Types of Tax Planning—

The tax planning exercise ranges from devising a model for specific transaction as well as systematic planning.

These are: 

(1) Short range tax planning: Short range tax planning refers to year to year planning to achieve some specific or limited objective. “In such type of planning, there will not be a permanent commitment. An individual may invest in PPF/NSCs within prescribed limit when income is increased It is not suggested to take LIC/ULIP/Pension plan etc.

(2) Long range planning : Long range planning involves entering into activities, which may not pay off immediately, e.g. transfer of assets without consideration to minor child. The income will be clubbed to transferror upto the child in minor but afterward, this will be an income of child.

(3) Permissive tax planning: Permissive tax planning is a planning for tax under the express provisions of tax laws. Indian tax laws offer many exemptions, rebates, deductions and incentives.

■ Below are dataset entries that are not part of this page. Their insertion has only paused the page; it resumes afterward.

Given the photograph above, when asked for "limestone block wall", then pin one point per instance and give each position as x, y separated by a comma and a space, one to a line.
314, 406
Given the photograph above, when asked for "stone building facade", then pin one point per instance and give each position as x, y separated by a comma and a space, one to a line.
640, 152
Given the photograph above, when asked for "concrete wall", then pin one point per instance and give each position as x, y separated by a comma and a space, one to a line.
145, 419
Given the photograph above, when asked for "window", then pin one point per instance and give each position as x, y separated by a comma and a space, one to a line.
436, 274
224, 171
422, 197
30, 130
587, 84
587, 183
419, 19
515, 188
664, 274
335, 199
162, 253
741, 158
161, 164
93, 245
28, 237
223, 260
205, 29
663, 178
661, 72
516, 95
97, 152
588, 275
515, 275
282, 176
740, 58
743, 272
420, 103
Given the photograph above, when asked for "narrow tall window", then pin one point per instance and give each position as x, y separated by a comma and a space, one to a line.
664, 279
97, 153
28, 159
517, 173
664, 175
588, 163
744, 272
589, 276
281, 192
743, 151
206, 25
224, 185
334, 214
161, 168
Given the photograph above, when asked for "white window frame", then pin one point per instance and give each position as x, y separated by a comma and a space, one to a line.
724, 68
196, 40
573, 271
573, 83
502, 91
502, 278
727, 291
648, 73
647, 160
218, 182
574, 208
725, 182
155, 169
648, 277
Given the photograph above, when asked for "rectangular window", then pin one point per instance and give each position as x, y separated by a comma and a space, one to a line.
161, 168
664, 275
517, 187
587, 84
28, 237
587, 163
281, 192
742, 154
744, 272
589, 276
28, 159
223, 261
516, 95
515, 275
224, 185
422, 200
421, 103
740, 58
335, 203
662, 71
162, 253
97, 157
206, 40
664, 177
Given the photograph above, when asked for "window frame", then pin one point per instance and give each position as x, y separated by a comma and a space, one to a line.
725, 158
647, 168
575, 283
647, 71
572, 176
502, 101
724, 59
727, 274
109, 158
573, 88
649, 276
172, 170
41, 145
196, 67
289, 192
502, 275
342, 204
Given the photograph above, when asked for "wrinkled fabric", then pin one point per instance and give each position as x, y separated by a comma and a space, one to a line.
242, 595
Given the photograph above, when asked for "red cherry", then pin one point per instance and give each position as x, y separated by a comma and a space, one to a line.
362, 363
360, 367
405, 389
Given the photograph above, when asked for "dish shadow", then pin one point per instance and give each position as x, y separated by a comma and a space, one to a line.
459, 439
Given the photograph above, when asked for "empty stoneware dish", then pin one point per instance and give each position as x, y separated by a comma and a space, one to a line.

(4) Purposive tax planning : This planning is based on the measures which circumvent the law. The permissive tax planning has to express sanction of the Statute while the purposive tax planning does not carry such sanction. Sections 60 to 65 of the Income Tax Act are related to the income of other persons is included in the income of assessee. Here, assessee may plan in such a way that these provisions do not get attracted. Such plan will increase the disposable resources of assessee This is known as “Purposive tax planning.”